部分意匠とは
部分意匠とは、物品の一部分の形態について意匠登録を受けようとするものです。
独創的で特徴ある部分を取り入れながら、製品全体のデザインでは意匠権侵害を避けるような巧妙な模倣から、製品を守ることができます。
下の意匠は、いずれもiPhoneの意匠ですが、右が部分意匠で、左が全体意匠です。
部分意匠は、部分意匠として権利を取得する部分を実線で表し、その他の部分を破線等で表します。
全体意匠では意匠全体で類比判断されるのに対して、部分意匠では基本的に類否判断をされる対象は実線部分で、破線部分は部分意匠の位置・範囲・大きさを表すものにしか過ぎません。
従いまして、部分意匠の場合には、破線の部分が対象製品と異なっていたとしても、実線部分が対象製品と同一又は類似であれば、基本的に意匠権の権利範囲に含まれので、部分意匠の方が全体意匠よりも強い権利であるといえます。
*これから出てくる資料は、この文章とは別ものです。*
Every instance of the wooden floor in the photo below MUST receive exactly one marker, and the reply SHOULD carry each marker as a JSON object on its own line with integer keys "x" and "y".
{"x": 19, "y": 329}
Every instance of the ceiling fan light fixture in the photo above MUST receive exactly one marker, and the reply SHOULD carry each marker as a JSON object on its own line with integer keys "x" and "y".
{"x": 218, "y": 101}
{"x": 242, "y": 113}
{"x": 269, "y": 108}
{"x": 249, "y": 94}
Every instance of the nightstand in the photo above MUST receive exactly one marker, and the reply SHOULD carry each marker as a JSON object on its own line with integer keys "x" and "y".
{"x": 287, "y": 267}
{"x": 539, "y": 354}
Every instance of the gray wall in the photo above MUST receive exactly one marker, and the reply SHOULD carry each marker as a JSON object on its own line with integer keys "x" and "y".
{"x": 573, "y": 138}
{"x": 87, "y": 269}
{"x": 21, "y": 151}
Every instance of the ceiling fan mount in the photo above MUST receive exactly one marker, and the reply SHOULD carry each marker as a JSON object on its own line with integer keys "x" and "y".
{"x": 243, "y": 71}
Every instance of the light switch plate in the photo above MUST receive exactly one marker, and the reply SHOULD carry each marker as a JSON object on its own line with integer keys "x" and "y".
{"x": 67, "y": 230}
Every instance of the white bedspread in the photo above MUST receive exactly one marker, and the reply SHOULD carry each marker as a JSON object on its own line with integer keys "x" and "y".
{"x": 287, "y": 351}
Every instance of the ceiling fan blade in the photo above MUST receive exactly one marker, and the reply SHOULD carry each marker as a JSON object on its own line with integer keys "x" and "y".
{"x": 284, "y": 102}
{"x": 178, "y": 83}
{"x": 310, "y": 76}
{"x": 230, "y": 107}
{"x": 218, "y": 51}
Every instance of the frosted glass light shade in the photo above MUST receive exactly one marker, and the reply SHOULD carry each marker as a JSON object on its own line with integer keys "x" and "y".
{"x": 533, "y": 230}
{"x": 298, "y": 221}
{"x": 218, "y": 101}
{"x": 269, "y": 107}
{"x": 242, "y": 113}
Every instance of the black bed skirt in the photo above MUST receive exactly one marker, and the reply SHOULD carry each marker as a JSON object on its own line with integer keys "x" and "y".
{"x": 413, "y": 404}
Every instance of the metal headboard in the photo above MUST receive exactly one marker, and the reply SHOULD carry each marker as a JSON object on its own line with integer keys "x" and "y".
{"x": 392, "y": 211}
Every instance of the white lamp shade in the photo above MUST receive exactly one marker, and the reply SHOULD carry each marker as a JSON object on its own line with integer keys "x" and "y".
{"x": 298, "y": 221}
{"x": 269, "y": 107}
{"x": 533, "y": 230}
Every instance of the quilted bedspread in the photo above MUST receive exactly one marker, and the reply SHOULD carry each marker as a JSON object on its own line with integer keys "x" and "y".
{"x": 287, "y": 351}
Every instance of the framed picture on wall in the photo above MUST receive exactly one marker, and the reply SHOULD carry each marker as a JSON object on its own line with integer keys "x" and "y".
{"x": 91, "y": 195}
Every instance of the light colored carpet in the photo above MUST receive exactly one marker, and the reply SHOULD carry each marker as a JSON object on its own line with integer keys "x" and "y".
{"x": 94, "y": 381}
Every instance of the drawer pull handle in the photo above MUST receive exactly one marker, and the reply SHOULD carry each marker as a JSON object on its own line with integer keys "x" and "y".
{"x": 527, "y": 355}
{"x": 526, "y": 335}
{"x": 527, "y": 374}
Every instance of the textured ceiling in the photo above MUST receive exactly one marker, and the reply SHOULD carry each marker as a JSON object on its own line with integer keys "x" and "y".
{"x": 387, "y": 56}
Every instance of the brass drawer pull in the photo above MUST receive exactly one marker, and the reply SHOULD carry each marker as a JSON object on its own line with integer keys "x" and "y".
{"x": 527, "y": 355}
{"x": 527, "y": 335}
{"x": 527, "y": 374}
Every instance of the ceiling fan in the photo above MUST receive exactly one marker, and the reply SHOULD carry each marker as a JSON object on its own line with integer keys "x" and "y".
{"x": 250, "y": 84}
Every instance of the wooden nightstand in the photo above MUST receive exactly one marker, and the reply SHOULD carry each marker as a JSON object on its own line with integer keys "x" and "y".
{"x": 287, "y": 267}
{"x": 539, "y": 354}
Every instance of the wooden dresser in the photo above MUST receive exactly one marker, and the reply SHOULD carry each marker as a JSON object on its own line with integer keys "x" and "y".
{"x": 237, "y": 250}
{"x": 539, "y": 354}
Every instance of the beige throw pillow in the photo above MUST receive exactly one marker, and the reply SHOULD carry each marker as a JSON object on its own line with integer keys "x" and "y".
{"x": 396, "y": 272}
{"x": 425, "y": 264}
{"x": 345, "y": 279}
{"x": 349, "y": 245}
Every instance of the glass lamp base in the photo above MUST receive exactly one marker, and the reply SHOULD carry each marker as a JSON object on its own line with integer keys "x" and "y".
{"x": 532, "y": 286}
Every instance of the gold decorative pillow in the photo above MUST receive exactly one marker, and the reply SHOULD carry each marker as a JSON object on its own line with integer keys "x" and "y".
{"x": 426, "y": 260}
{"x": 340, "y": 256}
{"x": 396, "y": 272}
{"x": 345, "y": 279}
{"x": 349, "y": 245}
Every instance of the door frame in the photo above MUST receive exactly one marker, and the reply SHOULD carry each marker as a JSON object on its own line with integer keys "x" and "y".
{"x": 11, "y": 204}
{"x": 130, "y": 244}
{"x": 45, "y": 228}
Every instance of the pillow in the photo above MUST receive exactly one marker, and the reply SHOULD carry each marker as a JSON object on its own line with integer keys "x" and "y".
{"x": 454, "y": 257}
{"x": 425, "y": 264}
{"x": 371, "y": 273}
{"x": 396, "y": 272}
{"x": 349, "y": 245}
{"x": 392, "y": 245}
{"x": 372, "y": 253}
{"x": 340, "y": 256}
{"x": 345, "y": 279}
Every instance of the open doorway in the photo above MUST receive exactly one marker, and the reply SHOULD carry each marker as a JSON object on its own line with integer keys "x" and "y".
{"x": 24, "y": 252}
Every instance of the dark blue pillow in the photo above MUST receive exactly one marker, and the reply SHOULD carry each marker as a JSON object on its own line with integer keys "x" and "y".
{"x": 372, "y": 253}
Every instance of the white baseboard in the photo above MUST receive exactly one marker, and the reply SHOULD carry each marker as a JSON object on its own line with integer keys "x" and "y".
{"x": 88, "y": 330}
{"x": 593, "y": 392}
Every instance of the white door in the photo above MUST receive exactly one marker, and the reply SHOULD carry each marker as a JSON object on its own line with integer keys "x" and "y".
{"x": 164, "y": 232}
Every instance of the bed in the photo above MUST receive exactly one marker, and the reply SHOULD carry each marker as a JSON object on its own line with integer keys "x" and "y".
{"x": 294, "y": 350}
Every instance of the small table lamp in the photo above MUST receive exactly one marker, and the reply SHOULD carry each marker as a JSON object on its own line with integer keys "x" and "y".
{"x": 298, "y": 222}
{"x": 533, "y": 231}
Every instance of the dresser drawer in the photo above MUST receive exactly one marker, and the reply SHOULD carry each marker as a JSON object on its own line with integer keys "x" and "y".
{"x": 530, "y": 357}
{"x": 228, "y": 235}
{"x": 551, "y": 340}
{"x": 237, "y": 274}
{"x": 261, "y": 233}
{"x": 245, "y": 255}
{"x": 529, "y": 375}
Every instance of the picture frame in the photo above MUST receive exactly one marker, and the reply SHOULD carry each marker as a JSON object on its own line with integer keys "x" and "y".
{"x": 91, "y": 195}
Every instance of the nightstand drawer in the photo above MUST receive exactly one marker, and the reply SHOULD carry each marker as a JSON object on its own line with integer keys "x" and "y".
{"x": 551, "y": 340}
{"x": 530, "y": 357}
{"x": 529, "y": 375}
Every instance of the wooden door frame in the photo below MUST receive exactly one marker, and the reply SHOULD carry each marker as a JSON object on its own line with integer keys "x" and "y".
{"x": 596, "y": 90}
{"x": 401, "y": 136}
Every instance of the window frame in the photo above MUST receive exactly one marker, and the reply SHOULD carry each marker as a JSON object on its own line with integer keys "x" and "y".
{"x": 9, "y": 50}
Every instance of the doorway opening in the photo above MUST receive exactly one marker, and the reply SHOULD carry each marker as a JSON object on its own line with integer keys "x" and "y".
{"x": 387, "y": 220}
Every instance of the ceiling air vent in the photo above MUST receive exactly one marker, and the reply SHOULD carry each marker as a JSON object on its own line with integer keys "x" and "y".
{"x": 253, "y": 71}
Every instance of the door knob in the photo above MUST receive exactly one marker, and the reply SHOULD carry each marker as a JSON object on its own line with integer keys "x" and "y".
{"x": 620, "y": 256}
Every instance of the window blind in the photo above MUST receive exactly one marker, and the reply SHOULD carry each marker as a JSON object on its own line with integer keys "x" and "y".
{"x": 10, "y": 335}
つまり、部分意匠の制度を利用して意匠登録を受けると、製品のデザインのうち、部分意匠とした以外のデザインはどのような形状であろうが関係なくなるため、実質的に意匠権の権利範囲が広くなります。
部分意匠として出願するには
①一定の範囲を占める部分であること
「意匠登録を受けようとする部分」は、部分意匠に係る物品全体の形態の中で一定の範囲を占める部分、即ち、当該意匠の外観の中に含まれる一つの閉じられた領域でなければなりません。
以下のように、「意匠登録を受けようとする部分」が稜線のみである場合には、稜線は面積を持たないため、一定の範囲を占める部分に該当ぜず、物品とは認められず、工業上利用することができる意匠に該当しないとして拒絶されます(意匠法第3条第1項柱書)。
工業上利用することができる意匠についての詳細はここをクリック(新しいページが開きます)。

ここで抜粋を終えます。